When magic first rose clean and pure in the north, the people of the other directions felt their own magic was but cheap trickery. Buffoonery, nostrums, and foolishness. Gestures and puffs of smoke. Nothing real, only conjured. For, in the north, magic began to permeate the peoples’ very beings, their skin and bones, their heart and soul so that each had a skill, a craft, a calling in the magical, the mystical.
Nothing like this existed in the annals of the directions or the middle. None could explain, so it brought fear and misunderstanding. All calamities were blamed upon secret incursions and forays by hordes from the north. The ravishment of women by invisible despoilers, changeling children and those born “not rightly put together,” dead livestock, rotten crops.

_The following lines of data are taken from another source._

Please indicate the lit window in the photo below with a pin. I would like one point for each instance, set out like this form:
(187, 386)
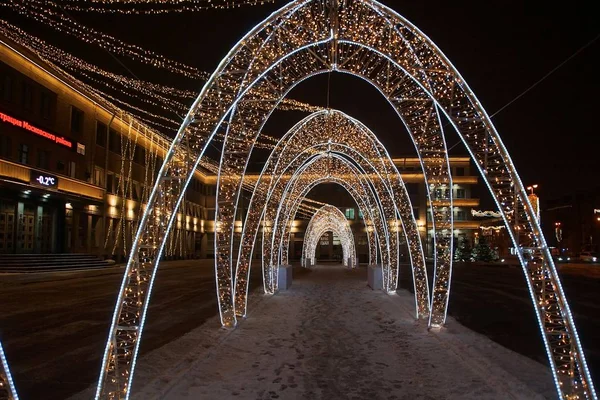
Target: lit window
(81, 149)
(76, 120)
(349, 213)
(23, 153)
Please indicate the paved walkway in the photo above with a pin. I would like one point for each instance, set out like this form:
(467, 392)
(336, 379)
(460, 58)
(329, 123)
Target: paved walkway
(331, 337)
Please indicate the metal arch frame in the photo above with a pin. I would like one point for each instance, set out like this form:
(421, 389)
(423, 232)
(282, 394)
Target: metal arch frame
(442, 216)
(386, 172)
(329, 218)
(304, 186)
(8, 390)
(368, 21)
(311, 132)
(385, 200)
(362, 193)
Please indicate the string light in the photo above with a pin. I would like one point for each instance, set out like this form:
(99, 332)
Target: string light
(331, 131)
(370, 41)
(154, 7)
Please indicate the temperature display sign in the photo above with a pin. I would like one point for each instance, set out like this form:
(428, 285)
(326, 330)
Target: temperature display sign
(43, 179)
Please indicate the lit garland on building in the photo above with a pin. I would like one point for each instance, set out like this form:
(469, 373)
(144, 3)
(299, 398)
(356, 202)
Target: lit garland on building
(329, 219)
(373, 42)
(7, 386)
(152, 6)
(331, 132)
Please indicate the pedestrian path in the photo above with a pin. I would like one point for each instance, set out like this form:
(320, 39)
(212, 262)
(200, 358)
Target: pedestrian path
(331, 337)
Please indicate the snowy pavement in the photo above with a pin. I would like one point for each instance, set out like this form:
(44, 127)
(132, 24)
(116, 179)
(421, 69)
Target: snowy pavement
(331, 337)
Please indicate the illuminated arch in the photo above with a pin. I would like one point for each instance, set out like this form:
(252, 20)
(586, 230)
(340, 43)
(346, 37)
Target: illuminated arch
(322, 168)
(329, 219)
(7, 387)
(331, 131)
(371, 41)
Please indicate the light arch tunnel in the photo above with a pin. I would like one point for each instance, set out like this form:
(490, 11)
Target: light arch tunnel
(329, 219)
(368, 40)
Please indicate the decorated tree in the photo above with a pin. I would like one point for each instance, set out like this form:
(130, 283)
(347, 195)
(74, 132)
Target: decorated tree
(483, 252)
(463, 251)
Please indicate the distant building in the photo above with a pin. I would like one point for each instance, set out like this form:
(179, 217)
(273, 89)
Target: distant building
(577, 216)
(75, 172)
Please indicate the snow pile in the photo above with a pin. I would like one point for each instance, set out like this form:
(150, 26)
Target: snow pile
(332, 337)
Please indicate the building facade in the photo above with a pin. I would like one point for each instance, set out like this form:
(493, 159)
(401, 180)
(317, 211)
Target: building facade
(75, 172)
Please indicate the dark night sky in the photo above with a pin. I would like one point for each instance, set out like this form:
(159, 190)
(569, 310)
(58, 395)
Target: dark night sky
(500, 48)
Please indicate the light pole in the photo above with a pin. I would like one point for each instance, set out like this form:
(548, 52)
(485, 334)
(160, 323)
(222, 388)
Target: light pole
(532, 188)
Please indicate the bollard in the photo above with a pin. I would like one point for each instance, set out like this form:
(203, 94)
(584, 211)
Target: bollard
(284, 277)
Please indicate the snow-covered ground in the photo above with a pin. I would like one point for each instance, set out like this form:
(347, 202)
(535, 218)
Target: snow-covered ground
(331, 337)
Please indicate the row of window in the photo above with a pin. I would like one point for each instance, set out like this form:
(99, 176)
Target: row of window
(445, 193)
(456, 171)
(24, 94)
(459, 215)
(43, 158)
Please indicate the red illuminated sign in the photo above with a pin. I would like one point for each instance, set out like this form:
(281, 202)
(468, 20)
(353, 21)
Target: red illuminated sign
(40, 132)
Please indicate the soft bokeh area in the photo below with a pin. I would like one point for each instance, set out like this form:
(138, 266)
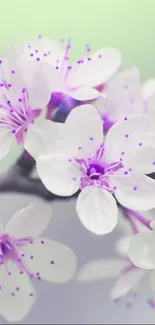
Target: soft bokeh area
(129, 26)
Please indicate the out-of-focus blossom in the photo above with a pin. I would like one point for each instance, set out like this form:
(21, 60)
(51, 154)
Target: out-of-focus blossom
(79, 160)
(24, 255)
(123, 95)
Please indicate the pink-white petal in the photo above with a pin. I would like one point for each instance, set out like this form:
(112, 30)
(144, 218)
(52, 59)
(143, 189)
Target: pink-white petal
(122, 95)
(96, 70)
(5, 143)
(151, 275)
(141, 250)
(50, 260)
(100, 269)
(84, 93)
(83, 132)
(30, 221)
(140, 153)
(42, 137)
(97, 210)
(134, 190)
(120, 133)
(59, 174)
(126, 283)
(17, 294)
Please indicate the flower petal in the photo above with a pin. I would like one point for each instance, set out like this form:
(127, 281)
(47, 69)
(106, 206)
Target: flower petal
(30, 221)
(97, 210)
(141, 250)
(59, 174)
(119, 135)
(5, 143)
(140, 153)
(17, 294)
(122, 245)
(84, 93)
(39, 89)
(152, 280)
(100, 269)
(148, 91)
(95, 71)
(122, 95)
(127, 282)
(133, 190)
(83, 132)
(42, 137)
(50, 260)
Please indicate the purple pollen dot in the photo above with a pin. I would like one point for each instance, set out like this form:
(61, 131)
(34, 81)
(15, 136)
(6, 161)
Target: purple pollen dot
(13, 131)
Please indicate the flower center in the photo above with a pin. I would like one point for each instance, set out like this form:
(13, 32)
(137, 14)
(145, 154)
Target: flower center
(95, 171)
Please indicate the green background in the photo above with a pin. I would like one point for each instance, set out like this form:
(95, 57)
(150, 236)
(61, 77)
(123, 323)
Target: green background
(128, 25)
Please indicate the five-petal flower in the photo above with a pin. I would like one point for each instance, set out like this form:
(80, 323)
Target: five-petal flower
(24, 255)
(80, 160)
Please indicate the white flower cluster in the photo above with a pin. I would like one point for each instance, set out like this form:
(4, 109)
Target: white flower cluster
(104, 151)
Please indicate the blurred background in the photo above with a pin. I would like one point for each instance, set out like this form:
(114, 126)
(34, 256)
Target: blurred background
(129, 26)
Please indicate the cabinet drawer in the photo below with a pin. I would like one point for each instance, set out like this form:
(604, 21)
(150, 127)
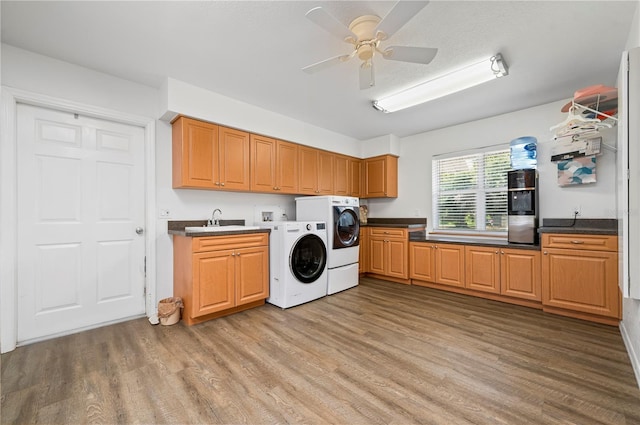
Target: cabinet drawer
(388, 232)
(580, 242)
(215, 243)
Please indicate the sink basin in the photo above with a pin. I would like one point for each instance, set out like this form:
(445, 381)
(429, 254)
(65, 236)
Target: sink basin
(232, 228)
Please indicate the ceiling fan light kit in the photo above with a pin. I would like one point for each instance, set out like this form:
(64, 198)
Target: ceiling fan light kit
(365, 33)
(452, 82)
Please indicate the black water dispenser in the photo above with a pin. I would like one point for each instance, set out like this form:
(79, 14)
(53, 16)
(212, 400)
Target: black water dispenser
(522, 206)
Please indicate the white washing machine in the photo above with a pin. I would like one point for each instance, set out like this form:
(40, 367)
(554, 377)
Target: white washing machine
(343, 235)
(298, 262)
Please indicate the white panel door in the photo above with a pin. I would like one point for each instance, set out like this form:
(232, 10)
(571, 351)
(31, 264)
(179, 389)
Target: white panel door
(80, 201)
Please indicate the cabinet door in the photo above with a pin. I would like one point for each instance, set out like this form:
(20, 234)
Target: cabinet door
(381, 177)
(450, 264)
(234, 159)
(585, 281)
(482, 268)
(195, 154)
(374, 180)
(252, 274)
(363, 261)
(397, 258)
(263, 164)
(325, 172)
(308, 170)
(341, 182)
(422, 262)
(213, 282)
(376, 255)
(355, 182)
(520, 274)
(287, 167)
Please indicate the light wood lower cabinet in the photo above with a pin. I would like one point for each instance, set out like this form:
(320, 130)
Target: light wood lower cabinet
(388, 252)
(437, 263)
(580, 276)
(510, 272)
(220, 275)
(363, 260)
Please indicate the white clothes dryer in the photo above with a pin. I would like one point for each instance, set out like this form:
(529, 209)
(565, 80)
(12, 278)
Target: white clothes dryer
(341, 213)
(298, 262)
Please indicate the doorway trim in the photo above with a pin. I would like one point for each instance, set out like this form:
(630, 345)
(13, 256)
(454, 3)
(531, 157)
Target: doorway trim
(9, 99)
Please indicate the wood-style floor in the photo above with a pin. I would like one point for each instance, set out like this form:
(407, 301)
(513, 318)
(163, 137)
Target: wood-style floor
(379, 353)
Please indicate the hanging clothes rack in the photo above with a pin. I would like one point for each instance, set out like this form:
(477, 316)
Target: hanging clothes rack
(577, 126)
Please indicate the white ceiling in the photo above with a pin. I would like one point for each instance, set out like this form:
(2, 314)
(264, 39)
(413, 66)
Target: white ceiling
(253, 51)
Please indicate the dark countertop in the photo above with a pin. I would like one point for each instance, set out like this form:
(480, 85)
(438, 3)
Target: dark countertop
(459, 240)
(178, 228)
(402, 223)
(581, 226)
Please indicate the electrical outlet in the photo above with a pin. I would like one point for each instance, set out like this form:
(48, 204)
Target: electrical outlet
(577, 211)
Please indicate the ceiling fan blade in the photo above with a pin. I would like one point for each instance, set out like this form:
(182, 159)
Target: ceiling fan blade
(399, 15)
(367, 79)
(330, 24)
(327, 63)
(422, 55)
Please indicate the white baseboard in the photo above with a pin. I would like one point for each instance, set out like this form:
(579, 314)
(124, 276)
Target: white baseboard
(633, 356)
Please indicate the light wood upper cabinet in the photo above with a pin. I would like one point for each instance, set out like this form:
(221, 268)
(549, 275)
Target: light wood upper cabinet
(308, 170)
(583, 277)
(287, 167)
(195, 154)
(341, 175)
(274, 165)
(355, 183)
(325, 172)
(234, 159)
(208, 156)
(263, 163)
(381, 177)
(315, 171)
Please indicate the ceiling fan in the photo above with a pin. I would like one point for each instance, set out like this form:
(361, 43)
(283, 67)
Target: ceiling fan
(366, 33)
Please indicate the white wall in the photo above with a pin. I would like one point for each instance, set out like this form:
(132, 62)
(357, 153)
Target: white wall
(414, 176)
(630, 326)
(182, 98)
(28, 71)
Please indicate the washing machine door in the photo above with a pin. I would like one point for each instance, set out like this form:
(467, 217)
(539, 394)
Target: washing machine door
(346, 230)
(308, 258)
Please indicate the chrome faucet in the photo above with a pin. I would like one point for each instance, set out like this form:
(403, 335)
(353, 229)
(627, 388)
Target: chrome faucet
(214, 221)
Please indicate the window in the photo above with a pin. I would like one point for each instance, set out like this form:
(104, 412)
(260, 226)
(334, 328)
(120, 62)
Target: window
(470, 192)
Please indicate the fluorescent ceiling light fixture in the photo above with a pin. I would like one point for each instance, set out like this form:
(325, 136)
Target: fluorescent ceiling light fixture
(455, 81)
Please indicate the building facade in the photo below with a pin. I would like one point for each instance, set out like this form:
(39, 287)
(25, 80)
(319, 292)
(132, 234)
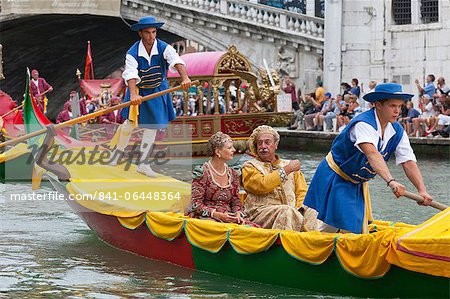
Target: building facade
(385, 40)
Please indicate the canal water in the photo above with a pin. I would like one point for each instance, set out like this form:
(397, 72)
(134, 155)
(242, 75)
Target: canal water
(46, 251)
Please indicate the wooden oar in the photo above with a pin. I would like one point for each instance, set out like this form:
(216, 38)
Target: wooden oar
(419, 199)
(11, 111)
(92, 115)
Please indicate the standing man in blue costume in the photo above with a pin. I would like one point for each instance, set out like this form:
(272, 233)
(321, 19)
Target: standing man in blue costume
(146, 66)
(339, 189)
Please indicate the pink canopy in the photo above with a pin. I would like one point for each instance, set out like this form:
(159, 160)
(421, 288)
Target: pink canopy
(92, 87)
(200, 63)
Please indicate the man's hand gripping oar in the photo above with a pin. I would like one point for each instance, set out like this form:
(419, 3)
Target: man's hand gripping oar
(418, 198)
(41, 156)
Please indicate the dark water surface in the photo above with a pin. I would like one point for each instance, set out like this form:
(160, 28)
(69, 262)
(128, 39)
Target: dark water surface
(46, 251)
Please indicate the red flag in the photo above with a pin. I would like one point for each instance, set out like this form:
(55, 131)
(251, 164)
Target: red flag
(89, 67)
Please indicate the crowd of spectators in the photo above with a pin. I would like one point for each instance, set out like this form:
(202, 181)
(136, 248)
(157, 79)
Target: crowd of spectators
(319, 110)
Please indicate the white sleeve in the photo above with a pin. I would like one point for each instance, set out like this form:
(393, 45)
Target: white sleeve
(131, 69)
(172, 57)
(364, 133)
(404, 151)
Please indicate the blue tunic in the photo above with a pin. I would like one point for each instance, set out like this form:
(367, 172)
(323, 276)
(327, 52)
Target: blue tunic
(158, 112)
(340, 203)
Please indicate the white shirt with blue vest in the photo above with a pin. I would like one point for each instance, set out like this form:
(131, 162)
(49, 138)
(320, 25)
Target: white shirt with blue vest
(150, 71)
(337, 190)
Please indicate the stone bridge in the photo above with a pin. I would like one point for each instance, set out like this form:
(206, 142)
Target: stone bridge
(290, 42)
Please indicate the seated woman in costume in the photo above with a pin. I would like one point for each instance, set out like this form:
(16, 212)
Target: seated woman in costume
(215, 191)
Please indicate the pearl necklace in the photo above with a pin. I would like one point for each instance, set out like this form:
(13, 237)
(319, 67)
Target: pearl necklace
(215, 171)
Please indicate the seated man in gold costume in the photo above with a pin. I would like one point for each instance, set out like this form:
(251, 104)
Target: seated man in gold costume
(275, 187)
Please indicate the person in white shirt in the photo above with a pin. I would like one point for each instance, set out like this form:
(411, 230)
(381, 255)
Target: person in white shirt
(339, 189)
(146, 66)
(427, 116)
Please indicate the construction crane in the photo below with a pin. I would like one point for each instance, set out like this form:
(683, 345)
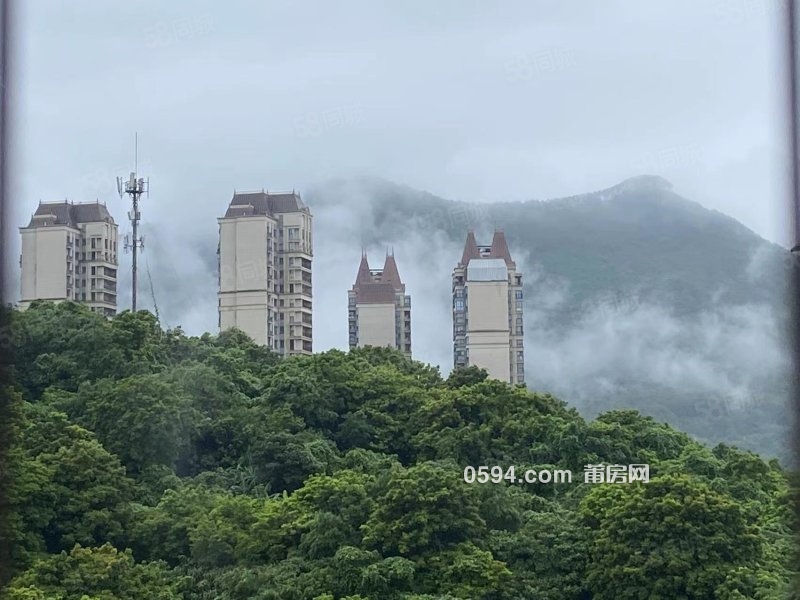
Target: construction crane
(152, 290)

Fear grew into anger, with declaration of war not far behind. South first to cross the middle and break into the beginning of the northern forest. Easily repelled, the north wrongly assumed it’s show of weaponry, not magical powers, would stop other directions with similar intents. Rather, the result was the unprecedented meeting of east, west, and south on the middle. Soon, the calm and buffering peace of the middle was shattered by the hooves of war horses and soldiers.
Lord Skraeling and his army, assigned the north border with the middle, to hold back the blood shed so the stupidity go no further. Their weapons were made from argon, a mystical metal lighter than a feather to bear, but stronger than the heartwood of an ironwood tree to strike. Infused with magic by the smith that forged each piece. For while there was magic in the north, it was magic of the people, not of the wizard or the witch. The armour protected, the talisman protected, the spell protected, but the northerners were still of blood and bone. Not immortal. No wizardry or magic needed to kill or maim them. Hatred and a sword would do the deed.